Je sermonne alors le fautif.
— Mon cher, lui déclaré-je sévèrement, quelle mouche vous pique de prendre ce bon gros flic comme tête de Turc ? Il s’agit d’un très brave homme, au demeurant.
Le clebs bâille d’ennui et me répond, d’un ton badin :
— Sa connerie m’insupporte !
— Il va bien falloir vous y faire, rétorqué-je vertement. Béru est un collaborateur précieux doublé d’un ami auquel je porte la plus grande tendresse ; de grâce, Salami, ne me mettez pas dans la pénible situation d’avoir à choisir entre vous et lui !
Il adopte ce que j’appelle son « attitude Rodin » : son regard lourd planté dans mes yeux.

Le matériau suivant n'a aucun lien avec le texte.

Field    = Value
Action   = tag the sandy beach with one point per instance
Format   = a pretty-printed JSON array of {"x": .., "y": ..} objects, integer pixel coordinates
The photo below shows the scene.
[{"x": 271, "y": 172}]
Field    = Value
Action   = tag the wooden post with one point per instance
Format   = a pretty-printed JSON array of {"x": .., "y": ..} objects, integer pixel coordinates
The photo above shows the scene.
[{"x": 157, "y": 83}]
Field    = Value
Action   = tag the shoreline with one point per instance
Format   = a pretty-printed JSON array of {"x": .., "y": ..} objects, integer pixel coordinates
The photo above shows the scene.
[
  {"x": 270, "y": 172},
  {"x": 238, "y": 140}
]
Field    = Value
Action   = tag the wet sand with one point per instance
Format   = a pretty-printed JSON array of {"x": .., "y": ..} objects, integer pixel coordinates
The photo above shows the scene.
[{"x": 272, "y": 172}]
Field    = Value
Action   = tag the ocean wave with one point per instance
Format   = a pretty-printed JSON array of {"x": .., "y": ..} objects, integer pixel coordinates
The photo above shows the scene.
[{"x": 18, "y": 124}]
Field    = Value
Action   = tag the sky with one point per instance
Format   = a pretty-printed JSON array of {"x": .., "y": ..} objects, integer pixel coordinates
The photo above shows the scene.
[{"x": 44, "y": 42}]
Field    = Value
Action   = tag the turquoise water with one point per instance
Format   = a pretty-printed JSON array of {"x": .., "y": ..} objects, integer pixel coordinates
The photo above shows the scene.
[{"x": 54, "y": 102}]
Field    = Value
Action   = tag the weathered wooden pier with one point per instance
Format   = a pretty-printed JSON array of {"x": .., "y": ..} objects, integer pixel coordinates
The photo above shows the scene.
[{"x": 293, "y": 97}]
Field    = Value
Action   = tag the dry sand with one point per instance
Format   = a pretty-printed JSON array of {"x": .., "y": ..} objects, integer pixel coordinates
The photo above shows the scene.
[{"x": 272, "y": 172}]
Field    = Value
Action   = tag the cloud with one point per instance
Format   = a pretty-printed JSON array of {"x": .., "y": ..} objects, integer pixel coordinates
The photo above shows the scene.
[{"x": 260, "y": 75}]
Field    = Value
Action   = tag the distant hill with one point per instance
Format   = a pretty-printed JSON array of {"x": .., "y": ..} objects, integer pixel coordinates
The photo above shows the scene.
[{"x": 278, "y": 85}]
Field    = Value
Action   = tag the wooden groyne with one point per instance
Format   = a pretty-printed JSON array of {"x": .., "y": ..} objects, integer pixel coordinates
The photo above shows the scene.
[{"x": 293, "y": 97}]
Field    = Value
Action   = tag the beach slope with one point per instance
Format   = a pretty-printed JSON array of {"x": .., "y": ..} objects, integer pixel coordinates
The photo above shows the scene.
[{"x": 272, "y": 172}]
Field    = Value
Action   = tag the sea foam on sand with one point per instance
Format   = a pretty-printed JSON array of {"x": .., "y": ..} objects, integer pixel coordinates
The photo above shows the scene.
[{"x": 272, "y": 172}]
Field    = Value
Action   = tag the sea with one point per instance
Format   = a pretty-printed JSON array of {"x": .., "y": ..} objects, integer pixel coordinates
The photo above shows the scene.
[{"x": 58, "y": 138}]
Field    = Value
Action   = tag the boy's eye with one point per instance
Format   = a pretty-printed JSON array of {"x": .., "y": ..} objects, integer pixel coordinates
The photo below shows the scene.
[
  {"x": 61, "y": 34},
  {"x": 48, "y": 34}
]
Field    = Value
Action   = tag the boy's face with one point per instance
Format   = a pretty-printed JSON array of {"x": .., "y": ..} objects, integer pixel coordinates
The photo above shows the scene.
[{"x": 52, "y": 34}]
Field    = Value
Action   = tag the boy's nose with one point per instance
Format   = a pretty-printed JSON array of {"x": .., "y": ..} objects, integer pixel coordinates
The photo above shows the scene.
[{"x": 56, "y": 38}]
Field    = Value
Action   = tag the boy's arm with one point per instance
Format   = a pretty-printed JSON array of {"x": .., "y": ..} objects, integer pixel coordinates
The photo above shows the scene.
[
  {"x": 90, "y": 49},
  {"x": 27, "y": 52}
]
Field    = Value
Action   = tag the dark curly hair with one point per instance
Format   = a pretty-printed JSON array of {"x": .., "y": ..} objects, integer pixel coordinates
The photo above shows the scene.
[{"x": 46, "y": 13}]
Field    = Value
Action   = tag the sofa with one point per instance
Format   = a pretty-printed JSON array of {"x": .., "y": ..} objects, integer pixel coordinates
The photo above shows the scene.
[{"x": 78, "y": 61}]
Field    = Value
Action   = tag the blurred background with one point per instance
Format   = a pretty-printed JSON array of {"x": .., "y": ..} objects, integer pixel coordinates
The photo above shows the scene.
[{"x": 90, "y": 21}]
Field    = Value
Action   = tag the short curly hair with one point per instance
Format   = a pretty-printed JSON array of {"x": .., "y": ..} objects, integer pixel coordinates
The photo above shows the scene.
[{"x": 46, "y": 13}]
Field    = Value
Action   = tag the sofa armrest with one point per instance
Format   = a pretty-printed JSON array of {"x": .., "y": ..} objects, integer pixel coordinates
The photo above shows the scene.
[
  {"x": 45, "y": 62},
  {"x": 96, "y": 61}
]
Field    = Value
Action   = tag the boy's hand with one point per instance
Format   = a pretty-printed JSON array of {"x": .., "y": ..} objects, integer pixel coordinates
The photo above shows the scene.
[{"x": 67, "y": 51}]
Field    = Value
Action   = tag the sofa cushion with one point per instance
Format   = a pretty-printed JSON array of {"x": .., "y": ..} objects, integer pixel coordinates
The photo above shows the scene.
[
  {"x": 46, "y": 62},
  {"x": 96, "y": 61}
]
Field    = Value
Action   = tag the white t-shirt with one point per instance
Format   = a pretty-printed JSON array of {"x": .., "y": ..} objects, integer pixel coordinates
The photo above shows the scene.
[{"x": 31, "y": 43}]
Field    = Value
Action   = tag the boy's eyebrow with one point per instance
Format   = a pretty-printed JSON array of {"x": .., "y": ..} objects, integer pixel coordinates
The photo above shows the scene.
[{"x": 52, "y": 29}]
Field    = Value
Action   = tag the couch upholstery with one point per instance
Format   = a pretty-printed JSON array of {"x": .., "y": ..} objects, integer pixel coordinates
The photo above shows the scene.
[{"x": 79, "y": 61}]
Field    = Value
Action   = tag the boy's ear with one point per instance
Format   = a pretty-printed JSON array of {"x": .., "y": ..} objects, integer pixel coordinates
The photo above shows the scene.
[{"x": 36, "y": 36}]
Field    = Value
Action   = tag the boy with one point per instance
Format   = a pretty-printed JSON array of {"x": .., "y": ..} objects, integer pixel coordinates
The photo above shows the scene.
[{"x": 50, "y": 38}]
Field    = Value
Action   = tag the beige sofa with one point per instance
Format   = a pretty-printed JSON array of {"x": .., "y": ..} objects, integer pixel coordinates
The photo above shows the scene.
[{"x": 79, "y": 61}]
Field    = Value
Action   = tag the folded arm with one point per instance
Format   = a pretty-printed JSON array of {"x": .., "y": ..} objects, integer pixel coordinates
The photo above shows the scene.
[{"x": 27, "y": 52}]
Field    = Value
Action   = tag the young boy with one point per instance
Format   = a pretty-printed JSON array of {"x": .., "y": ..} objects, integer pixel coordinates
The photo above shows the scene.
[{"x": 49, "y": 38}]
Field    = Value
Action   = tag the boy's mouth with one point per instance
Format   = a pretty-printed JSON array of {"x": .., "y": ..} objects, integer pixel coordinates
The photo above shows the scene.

Comme je ne fuis pas les siens, à la longue il rebâille, pète et décroche ; signe évident que je sors vainqueur de l’affrontement.
Magnanime, je n’en tire pas vanité, sachant combien une victoire est fallacieuse.
— Reprenons ! fais-je à mes hommes, d’un ton léger.
C’est l’instant choisi par le bigophone interne pour m’annoncer la venue de Dimitri Maubec, le fils de la vieille dame assassinée.
Je congédie mes potes d’un signe et l’huissier m’introduit presque aussitôt le visiteur.
Il s’agit d’un plus que quinquagénaire rose, rond et blond, déplumé de la calotte, aux yeux clairs, aux paupières lourdes lui donnant l’air ensommeillé. Il porte un costoche angliche à carreaux marron, une chemise blanche et une cravate noire, signe de son deuil très récent.
On se shake les hands. Ce gazier fait représentant en bonneterie. Je lui devine un cottage Sam’ suffit dans la banlieue de London avec, dans cette construction pareille à quinze cents autres, une femelle tachée de rousseurs et des gamins ayant un clavier Pleyel dans la bouche.
Je l’entraîne dans le fond de mon bureau, là que deux larges fenêtres me dispensent le soleil quand il y en a, et de la pluie les trois cents autres jours de l’année.
Ce coin intime, me le suis fait aménager depuis le départ du Vieux.
Il forme un agréable renfoncement entre le cabinet de travail et le minuscule baisodrome arrangé par Achille. Il l’appelait son lieu de relaxation, mais il y a bouffé davantage de chattes qu’il n’y a de grains dans un sac de blé. Pas bégueule, il m’arrive de l’utiliser. Cependant, le souvenir de l’ancien dirluche me perturbe le sensoriel et je préfère emmener mes bonnes fortunes au studio « Mon Bijou » de la mère Troussal, une ancienne secrétaire de nos services qui, ayant ramassé un pacsif commak au Loto, a largué la Poule pour créer ce lieu de délassement où toute la Grande Taule va se faire déstructurer l’intime.